La politique de l’Union européenne dans le domaine des droits de l’Homme, qui constitue l’un des socles de l’Union, est exercée aussi bien à l’intérieur de ses frontières, depuis que la Cour de justice a reconnu les droits fondamentaux en tant que principes généraux du droit communautaire en 1969, qu’en direction des pays tiers par la mise en œuvre de la politique extérieure et de sécurité commune.

De nombreux acteurs institutionnels interviennent pour élaborer et mettre en œuvre cette politique :

- le Parlement européen, qui dispose d’une sous-commission, rattachée à la commission des affaires étrangères, chargée des droits de l’Homme qui, notamment, procède à des auditions et rédige des rapports

- la Commission européenne, qui joue un rôle important de coordination en garantissant la cohérence de la politique des droits de l’Homme avec d’autres politiques, notamment celle de développement et celle liée à la prévention des conflits

- le Conseil de l’UE, qui dispose d’un groupe de travail spécialisé, le groupe droits de l’Homme (COHOM) qui réunit depuis 1987 les représentants de tous les États membres et de la commission pour définir les positions communes et les initiatives de l’UE

- enfin le représentant personnel pour les droits de l’Homme du secrétaire général du Conseil et haut représentant pour la PESC (Mme Riina Kionka assume cette fonction depuis le 29 janvier 2007).
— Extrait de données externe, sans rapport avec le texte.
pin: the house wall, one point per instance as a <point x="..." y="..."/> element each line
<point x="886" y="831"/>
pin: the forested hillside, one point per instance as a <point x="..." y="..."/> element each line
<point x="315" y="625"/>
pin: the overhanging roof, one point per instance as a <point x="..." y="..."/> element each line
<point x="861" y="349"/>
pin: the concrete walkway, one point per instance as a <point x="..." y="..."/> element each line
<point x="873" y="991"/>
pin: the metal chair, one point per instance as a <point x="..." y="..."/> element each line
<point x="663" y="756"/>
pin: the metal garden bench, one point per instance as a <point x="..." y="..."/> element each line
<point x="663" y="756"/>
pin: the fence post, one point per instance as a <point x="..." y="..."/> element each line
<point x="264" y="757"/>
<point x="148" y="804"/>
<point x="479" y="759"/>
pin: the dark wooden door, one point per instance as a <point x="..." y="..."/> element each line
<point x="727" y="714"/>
La politique droits de l’Homme de l’UE se concrétise par la définition de « lignes directrices » sur diverses thématiques.

Il en existe six aujourd’hui qui constituent des priorités d’action pour l’UE. L’application de ces lignes directrices permet aux diplomates des pays membres de l’UE de réagir aux cas individuels de violations des droits de l’Homme portés à leur connaissance et encourage les États membres à coopérer avec les pays tiers.
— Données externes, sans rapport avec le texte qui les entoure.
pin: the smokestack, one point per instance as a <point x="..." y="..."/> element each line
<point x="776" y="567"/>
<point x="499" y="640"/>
De nouvelles lignes directrices sur les violences faites aux femmes, élaborées à l’initiative de la présidence française de l’UE, vont être adoptées avant la fin de l’année 2008.

L’Union traduit son engagement d’intégrer davantage les droits de l’Homme dans tous les aspects de sa politique extérieure en menant des « dialogues droits de l’Homme » avec plusieurs pays tiers.
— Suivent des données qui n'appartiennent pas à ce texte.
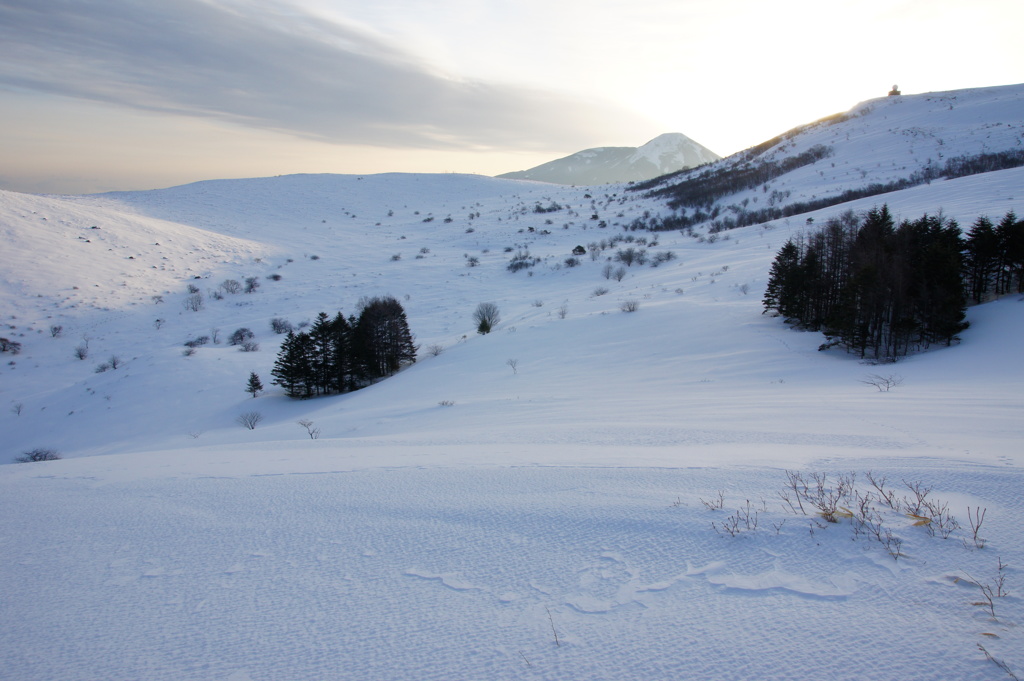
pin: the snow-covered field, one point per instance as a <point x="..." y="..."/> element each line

Ces dialogues prennent diverses formes (dialogues ad hoc, dialogues menés dans le cadre des accords d’association du processus de partenariat euro-méditerranéen) et sont menés avec une trentaine de pays (par exemple : Chine, Canada, Égypte, États-Unis, Ouzbékistan, Russie, etc..).

En effet, la politique de l’UE se traduit également par des initiatives prises dans le cadre multilatéral. A l’Assemblée générale des Nations unies, l’Union dépose et défend plusieurs résolutions notamment celles sur la mise en place d’un moratoire sur les exécutions en vue de l’abolition universelle de la peine de mort et sur l’élimination de toutes les formes de discrimination et d’intolérance fondées sur la religion ou la conviction.

Au Conseil des droits de l’Homme, l’Union européenne a pu convoquer des sessions spéciales pour faire enquêter les rapporteurs de l’ONU sur la situation des droits de l’Homme au Darfour, en Birmanie ou en République Démocratique du Congo.

Dans ces deux enceintes, les États membres de l’UE tentent sur chaque sujet relatif aux droits de l’Homme d’adopter une position commune et de constituer une force de proposition afin de rallier à leurs initiatives le plus de pays possibles.

Enfin, l’UE par le biais de la Commission européenne finance des projets de coopération visant à la promotion et la protection des droits de l’Homme ou la défense de la démocratie grâce à l’instrument européen pour la démocratie et les droits de l’Homme (IEDDH) doté de 1,104 milliards d’euros pour la période 2007-2013.